Leak beringin itu memiliki nama lain Dedemit Batu Bara yang katanya melambangkan sifat rakus, tamak, dan serakah dari diri manusia yang terlalu berlebihan dalam mengeksplorasi sumber daya alam. Sifat itu harus segera disucikan dan dikembalikan kepada fitrah manusia yang sejatinya hidup selaras dengan alam, begitu penjelasan Pandita Ida Bagus Raharjo dalam rangkaian sembahyang pangrupukan sehari menjelang Nyepi. Pratiwi tidak pernah lelah untuk bertepuk tangan atas hasil kreativitas masyarakat Bukit Surgawi itu.
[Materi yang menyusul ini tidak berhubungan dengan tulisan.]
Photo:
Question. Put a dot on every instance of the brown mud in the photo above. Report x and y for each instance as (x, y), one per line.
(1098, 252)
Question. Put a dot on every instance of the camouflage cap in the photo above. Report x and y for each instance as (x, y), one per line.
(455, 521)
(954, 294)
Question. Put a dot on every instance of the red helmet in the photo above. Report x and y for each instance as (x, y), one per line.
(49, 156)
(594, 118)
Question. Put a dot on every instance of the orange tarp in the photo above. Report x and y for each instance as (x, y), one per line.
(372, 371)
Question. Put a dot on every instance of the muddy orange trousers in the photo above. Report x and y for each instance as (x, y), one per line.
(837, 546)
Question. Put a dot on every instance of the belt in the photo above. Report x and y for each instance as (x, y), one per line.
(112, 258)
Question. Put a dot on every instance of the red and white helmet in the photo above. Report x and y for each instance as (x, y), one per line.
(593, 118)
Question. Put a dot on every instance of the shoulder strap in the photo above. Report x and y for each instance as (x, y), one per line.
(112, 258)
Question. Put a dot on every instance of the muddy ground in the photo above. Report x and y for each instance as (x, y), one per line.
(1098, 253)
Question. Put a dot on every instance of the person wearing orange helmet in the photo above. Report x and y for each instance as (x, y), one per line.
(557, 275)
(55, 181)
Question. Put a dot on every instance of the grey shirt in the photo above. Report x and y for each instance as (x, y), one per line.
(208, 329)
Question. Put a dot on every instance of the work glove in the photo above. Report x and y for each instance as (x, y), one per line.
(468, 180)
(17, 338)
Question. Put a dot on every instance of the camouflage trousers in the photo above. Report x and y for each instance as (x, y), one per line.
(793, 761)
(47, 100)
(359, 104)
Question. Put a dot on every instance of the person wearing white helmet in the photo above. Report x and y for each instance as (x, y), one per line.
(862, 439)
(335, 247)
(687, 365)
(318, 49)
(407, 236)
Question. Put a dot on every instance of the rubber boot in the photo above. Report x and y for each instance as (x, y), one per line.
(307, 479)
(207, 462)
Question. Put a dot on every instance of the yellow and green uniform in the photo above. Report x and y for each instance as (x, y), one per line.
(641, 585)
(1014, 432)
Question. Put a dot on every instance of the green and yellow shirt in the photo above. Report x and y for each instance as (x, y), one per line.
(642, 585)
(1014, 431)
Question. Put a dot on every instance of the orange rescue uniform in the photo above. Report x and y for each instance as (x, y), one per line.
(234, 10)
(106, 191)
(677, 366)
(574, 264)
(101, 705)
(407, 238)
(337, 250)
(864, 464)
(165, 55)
“Emang paling bener namanya Dedemit Batu Bara, ia dan perusahaan tambang batu baru sama-sama makhluk paling menyeramkan dan buas yang menyulap sawah menjadi kubangan danau. Ketika batu bara habis, mereka meninggalkan begitu saja dan mencari tempat-tempat baru untuk dikeruk, mungkin sampai satu desa ini habis jadi kubangan danau mereka baru akan sadar. Mereka hanya peduli uang, uang, dan uang. Uangnya pun larinya ke pejabat-pejabat berduit yang punya tambang-tambang itu, yang kaya makin kaya, petani-petani seperti kita semakin merana. Aku mau protes juga percuma. Tahun ini sawahku terancam gagal panen lagi, apalagi kalau bukan karena tambang batu bara terbuka menganga itu,” gerutu Sekar, ibunya Geg Citra. Pratiwi mengiyakan keluh kesah Sekar karena ia sendiri juga mengalaminya.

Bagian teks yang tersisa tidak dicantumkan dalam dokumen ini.